R. : Le président français, son Premier ministre et le ministre de la Défense, Jean-Yves Le Drian, ont fait le choix d’envoyer des agents de la DGSE, notamment au Liban puis en Turquie, aux côtés  d’agents du MI6 anglais et de la CIA étasunienne pour armer ces groupes assassins. Je rapporte sur ce point des éléments en provenance de différentes sources. Le scénario est à peu près similaire à celui contre la Libye. Face à de tels faits, répétés, il est indéniable que le gouvernement français cherche la guerre, une guerre dont il semble croire, bien naïvement, pouvoir rester à l’abri. Le président français, les ministres des Affaires étrangères et de la Défense du gouvernement Ayrault devront assumer les conséquences de leurs guerres. Car à partir du moment où vous prenez la responsabilité de protéger des éléments criminels et où vous armez des groupes terroristes en violation du droit international pour semer la mort dans d’autres pays, cela signifie que vous ne pouvez plus être considéré comme un partenaire loyal mais comme un ennemi avec lequel la neutralité n’est plus politiquement praticable. Vous devez alors assumer toutes les conséquences de la guerre, à savoir être vous-même la cible d’actes de guerre. Ce serait même justice que la violence tourne contre la violence politique, économique, diplomatique et militaire des gouvernements qui agissent de concert avec Paris, de Washington à Doha en passant par Londres, Ankara et Tel Aviv.

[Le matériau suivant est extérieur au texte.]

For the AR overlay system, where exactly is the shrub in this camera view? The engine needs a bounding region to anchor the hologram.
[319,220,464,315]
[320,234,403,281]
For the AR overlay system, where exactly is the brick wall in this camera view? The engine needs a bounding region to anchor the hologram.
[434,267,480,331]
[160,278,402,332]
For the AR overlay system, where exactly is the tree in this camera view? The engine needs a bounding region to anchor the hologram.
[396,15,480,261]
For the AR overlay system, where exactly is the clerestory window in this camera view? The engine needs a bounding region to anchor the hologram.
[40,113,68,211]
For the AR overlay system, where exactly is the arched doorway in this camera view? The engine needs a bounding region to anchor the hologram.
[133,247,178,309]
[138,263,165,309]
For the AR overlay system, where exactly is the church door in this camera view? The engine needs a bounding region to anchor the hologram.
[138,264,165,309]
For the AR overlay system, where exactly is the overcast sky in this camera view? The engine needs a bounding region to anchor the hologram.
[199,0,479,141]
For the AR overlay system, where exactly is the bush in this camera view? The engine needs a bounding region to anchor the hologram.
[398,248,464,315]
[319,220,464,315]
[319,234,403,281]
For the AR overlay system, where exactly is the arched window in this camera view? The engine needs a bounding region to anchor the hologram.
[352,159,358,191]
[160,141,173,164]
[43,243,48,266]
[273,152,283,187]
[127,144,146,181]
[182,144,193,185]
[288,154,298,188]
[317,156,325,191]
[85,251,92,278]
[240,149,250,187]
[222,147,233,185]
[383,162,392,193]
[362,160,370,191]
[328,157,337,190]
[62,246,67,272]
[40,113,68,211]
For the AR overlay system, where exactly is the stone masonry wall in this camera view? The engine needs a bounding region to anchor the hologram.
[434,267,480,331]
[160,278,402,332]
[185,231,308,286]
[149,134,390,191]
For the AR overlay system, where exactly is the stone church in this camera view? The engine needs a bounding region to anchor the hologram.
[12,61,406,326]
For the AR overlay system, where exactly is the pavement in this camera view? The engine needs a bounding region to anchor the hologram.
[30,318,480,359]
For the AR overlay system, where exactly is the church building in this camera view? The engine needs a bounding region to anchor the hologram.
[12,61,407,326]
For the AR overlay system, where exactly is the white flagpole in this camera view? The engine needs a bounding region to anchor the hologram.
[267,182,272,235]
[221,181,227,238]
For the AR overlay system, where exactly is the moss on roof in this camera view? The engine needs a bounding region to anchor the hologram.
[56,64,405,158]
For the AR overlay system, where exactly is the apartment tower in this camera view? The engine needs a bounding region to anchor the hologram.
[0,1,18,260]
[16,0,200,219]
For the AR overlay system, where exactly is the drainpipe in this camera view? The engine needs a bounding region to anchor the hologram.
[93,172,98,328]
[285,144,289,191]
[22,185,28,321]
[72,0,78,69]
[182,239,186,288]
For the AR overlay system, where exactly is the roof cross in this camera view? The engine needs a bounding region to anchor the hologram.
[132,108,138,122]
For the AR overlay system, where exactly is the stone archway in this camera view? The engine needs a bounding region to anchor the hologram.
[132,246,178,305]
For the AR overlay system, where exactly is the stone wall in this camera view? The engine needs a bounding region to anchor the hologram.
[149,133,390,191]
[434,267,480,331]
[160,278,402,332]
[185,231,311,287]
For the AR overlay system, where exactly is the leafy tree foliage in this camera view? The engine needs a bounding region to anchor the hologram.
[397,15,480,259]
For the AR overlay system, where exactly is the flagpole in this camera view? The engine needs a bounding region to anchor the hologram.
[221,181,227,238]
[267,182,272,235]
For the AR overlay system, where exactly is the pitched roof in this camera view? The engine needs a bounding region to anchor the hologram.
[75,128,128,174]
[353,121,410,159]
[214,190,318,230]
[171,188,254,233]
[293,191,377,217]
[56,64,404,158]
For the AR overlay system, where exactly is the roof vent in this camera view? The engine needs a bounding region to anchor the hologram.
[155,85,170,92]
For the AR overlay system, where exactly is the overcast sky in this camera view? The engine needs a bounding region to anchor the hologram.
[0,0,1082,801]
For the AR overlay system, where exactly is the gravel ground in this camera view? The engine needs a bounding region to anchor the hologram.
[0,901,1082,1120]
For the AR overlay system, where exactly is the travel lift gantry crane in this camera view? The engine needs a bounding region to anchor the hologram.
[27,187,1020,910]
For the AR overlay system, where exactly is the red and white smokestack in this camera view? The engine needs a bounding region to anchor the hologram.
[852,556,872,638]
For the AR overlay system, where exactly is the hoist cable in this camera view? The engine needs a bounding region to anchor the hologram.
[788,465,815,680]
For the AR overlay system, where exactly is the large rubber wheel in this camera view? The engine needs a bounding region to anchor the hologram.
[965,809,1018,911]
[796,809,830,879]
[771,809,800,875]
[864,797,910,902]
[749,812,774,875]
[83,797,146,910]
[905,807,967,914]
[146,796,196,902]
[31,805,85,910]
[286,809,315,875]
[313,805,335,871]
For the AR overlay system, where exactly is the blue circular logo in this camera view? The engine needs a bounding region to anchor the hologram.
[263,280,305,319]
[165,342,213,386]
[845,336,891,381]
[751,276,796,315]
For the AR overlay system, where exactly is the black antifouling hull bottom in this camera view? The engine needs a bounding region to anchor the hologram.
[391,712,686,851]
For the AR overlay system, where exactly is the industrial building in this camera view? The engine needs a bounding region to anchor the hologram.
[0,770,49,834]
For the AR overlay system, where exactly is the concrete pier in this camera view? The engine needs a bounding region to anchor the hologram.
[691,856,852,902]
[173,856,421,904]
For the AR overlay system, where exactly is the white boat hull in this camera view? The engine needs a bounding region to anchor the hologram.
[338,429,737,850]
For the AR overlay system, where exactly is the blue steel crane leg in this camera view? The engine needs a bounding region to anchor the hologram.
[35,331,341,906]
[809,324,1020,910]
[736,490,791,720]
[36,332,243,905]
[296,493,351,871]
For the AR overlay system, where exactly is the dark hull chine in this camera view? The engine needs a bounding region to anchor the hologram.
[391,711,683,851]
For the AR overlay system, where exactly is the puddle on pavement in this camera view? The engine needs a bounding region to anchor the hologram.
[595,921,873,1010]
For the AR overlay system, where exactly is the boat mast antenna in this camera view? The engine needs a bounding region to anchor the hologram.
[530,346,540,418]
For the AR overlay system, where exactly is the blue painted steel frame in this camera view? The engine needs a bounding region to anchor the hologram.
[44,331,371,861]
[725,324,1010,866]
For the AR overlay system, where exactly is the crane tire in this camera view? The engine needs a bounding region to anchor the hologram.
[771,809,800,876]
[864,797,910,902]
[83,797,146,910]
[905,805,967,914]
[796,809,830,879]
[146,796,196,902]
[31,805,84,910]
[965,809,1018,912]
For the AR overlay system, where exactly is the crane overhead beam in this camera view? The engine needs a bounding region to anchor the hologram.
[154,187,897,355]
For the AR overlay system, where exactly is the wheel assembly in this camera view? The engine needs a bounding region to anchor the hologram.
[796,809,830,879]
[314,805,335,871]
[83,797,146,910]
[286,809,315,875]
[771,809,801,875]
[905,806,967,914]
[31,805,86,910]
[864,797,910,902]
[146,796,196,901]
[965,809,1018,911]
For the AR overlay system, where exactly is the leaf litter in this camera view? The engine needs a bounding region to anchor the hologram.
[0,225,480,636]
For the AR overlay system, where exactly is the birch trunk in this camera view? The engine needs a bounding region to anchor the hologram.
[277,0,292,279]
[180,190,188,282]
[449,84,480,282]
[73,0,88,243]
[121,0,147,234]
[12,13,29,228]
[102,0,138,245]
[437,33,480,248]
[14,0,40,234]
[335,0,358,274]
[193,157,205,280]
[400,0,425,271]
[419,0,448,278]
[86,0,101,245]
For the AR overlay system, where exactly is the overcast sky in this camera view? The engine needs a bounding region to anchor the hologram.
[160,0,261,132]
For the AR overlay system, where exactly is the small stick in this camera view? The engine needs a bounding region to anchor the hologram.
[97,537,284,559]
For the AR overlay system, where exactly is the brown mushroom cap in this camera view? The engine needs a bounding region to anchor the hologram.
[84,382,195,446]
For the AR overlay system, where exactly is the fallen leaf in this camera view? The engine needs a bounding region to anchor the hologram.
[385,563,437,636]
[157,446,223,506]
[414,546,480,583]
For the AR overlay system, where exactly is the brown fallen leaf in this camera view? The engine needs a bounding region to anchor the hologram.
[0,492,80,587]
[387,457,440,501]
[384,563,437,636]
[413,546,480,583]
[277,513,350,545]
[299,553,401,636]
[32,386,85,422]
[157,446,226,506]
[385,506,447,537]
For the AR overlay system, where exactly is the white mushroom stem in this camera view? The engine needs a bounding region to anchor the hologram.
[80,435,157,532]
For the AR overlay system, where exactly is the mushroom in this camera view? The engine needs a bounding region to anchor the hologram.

Q. : Comment avez-vous travaillé pour mener cette enquête ?

R. : C’est une enquête sur le long terme
– une vingtaine d’années
- commencée dans les années 90 jusqu’à nos jours.
Il était nécessaire de remonter dans le temps pour analyser l’évolution des relations entre Paris et des groupes criminels islamistes, mettre en évidence que les gouvernements de la France en crise ont besoin du terrorisme et de la violence. J’ai donc mené plusieurs enquêtes sur le terrain entre les années quatre-vingt dix et 2000. Puis je suis revenu sur les principaux protagonistes par périodes en ciblant mes recherches sur le Maghreb, principalement le Maroc et la Tunisie. Ce choix tient au fait que les islamistes y avaient tenté plusieurs coups d’Etat dans les années 90 afin  d’y implanter le premier Etat islamiste du Maghreb. La stratégie de la terreur adoptée depuis par les Frères musulmans dans tous les autres pays repose sur le même plan présenté et expliqué dans mon livre. Des dirigeants d’associations, des confrères journalistes d’investigation, des spécialistes comme Abdallah Amami, des universitaires comme Moncef Ouannes, Jean-Paul Pougala ou le philosophe Alain de Benoist, des professionnels du renseignement, tel Yves Bonnet, ancien dirigeant de la DST, d’Interpol ou d’autres services, y compris militaires, interviennent au fil des pages ou apportent leur expérience, leurs avis et des informations précieuses sur les événements en cours. Leur travail important, leurs réflexions, leurs études prolongent mon enquête de terrain. Maintenant, nous allons placer le livre au cœur du débat politique car la crise économique est le terreau de la criminalisation de la vie politique. Mes confrères Richard Labévière avec “Les dollars de la terreur” (1) et Michel Collon avec “Libye, OTAN et médiamensonges” (2) ont déjà produit deux contributions importantes et documentées sur les relations entre pouvoir politique occidental et groupes terroristes islamistes et la mise en scène qui les accompagne. J’y ajoute aujourd’hui, de manière ciblée, le volet français.